We know that COVID-19 vaccines work not because of a blood test, but from large clinical trials that compared a group of unvaccinated people to a group of vaccinated people, finding that unvaccinated people were extremely likely to be infected and become seriously ill with COVID-19[FEMININE[FEMININE

“What we generally think is that all vaccines get you to high enough levels that even if they go down, you’re still protected from hospitalization,” Ellerin said. “Because the vaccines have done a great job, all of them, at preventing hospitalizations, we believe, based on some modeling studies, that you only need 3% of your average neutralizing antibody response to prevent yourself to go to the hospital. “

Unfortunately, there is no commercially available antibody test that can tell us whether we are truly immune to COVID-19 or how long any immunity acquired through natural or vaccine-mediated infection will last.

According to the CDC and the FDA, the only acceptable time to use an antibody test to check for immunity is if you have volunteered for a carefully monitored clinical study. Some people who are immunocompromised, such as cancer or autoimmune diseases, do not respond well to vaccines.

People with this medical condition are monitored for antibody levels using very specific antibody tests and under the close supervision of doctors. And early data suggests that for some, a third hit might help.

No vaccine is 100% effective in preventing infections, but health officials continue to recommend vaccination as the best way to prevent COVID infections.

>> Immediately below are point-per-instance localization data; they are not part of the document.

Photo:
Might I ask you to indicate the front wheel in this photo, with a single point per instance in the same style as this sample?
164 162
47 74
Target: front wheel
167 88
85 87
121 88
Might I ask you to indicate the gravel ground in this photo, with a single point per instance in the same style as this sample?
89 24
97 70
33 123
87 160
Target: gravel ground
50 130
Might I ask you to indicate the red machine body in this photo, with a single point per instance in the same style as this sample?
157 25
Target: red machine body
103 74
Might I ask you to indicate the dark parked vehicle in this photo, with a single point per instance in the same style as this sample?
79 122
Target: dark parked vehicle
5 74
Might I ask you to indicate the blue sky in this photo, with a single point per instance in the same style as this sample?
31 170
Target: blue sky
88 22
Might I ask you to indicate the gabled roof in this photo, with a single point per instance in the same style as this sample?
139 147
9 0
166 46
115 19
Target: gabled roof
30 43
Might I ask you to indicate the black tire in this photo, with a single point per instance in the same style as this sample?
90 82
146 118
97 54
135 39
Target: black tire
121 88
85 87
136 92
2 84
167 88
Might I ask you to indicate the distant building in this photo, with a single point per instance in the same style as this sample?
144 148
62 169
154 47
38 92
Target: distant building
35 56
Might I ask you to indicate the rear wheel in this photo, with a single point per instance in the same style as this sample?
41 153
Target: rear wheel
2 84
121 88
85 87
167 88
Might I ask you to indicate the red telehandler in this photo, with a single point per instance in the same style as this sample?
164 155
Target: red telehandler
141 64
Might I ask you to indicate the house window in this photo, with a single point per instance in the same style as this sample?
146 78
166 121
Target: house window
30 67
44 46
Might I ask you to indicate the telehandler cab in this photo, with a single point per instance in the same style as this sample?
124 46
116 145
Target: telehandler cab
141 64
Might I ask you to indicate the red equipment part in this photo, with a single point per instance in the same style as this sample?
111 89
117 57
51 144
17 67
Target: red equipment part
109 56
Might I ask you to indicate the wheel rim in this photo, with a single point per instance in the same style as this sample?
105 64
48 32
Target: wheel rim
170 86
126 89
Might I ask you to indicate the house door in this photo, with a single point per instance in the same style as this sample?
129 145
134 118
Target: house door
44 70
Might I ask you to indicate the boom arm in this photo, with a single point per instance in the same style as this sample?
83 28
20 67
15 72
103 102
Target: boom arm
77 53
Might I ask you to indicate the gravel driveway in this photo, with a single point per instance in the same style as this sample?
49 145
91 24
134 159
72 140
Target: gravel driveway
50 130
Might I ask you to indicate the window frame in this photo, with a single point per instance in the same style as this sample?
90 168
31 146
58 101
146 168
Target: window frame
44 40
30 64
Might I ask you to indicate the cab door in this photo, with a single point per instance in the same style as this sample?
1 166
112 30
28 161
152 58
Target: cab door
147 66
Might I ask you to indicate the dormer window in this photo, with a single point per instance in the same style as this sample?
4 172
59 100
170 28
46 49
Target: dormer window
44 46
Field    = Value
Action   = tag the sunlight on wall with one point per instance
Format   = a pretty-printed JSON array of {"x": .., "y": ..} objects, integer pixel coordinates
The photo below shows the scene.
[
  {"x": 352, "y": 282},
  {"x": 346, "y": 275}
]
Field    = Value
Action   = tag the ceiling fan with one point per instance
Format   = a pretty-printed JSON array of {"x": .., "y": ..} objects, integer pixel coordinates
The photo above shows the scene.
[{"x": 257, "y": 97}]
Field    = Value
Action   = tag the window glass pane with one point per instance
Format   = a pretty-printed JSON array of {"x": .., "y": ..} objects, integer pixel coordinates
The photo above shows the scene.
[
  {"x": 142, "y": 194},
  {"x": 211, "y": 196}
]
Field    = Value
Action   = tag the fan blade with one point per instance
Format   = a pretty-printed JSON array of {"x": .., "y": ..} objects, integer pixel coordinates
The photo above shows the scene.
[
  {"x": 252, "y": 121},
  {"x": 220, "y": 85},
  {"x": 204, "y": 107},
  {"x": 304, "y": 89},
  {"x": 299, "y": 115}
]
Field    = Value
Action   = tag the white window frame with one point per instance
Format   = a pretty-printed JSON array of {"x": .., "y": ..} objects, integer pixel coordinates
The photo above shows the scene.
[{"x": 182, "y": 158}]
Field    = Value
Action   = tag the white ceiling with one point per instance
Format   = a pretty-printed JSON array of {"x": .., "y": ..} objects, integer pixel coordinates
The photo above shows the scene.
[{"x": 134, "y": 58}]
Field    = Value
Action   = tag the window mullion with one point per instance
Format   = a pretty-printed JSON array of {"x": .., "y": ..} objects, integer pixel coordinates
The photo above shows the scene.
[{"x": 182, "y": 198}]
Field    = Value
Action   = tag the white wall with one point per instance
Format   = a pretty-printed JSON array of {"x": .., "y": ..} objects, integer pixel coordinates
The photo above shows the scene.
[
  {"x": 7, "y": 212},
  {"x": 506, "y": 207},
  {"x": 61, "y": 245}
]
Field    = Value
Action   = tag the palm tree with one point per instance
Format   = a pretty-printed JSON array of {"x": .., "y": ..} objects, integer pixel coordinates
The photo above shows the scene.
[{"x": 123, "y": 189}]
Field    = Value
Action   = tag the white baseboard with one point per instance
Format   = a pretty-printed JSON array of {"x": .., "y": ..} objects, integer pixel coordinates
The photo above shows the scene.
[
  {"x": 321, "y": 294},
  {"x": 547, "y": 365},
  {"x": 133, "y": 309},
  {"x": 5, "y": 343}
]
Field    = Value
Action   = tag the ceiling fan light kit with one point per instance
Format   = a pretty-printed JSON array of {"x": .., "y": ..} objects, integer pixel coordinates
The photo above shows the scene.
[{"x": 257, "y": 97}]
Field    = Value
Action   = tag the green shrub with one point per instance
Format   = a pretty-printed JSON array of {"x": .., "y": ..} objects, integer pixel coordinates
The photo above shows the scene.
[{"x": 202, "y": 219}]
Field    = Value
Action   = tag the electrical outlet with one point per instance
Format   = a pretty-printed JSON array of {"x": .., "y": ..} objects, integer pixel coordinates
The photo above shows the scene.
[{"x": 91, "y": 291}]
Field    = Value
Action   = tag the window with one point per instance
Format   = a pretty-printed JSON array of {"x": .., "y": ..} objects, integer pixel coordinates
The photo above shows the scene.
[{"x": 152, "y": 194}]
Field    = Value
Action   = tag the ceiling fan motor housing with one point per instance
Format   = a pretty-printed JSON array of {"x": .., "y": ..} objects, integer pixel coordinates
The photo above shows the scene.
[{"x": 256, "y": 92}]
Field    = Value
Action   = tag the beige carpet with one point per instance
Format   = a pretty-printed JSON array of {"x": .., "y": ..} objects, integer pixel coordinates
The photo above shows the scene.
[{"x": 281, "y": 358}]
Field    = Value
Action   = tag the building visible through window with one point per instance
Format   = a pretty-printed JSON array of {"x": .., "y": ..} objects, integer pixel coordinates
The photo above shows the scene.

“Even if we find a correlate of immune protection, we want it to have clinical relevance, not just in vitro or test-tube relevance,” Ellerin said. “National guidelines and I don’t recommend antibody testing for the general public, but for immunocompromised patients, that’s another story.”

Odelia N. Lewis, MD is a recent graduate of the SUNY Downstate Family Medicine Residency Program and an ABC News Medical Unit Contributor.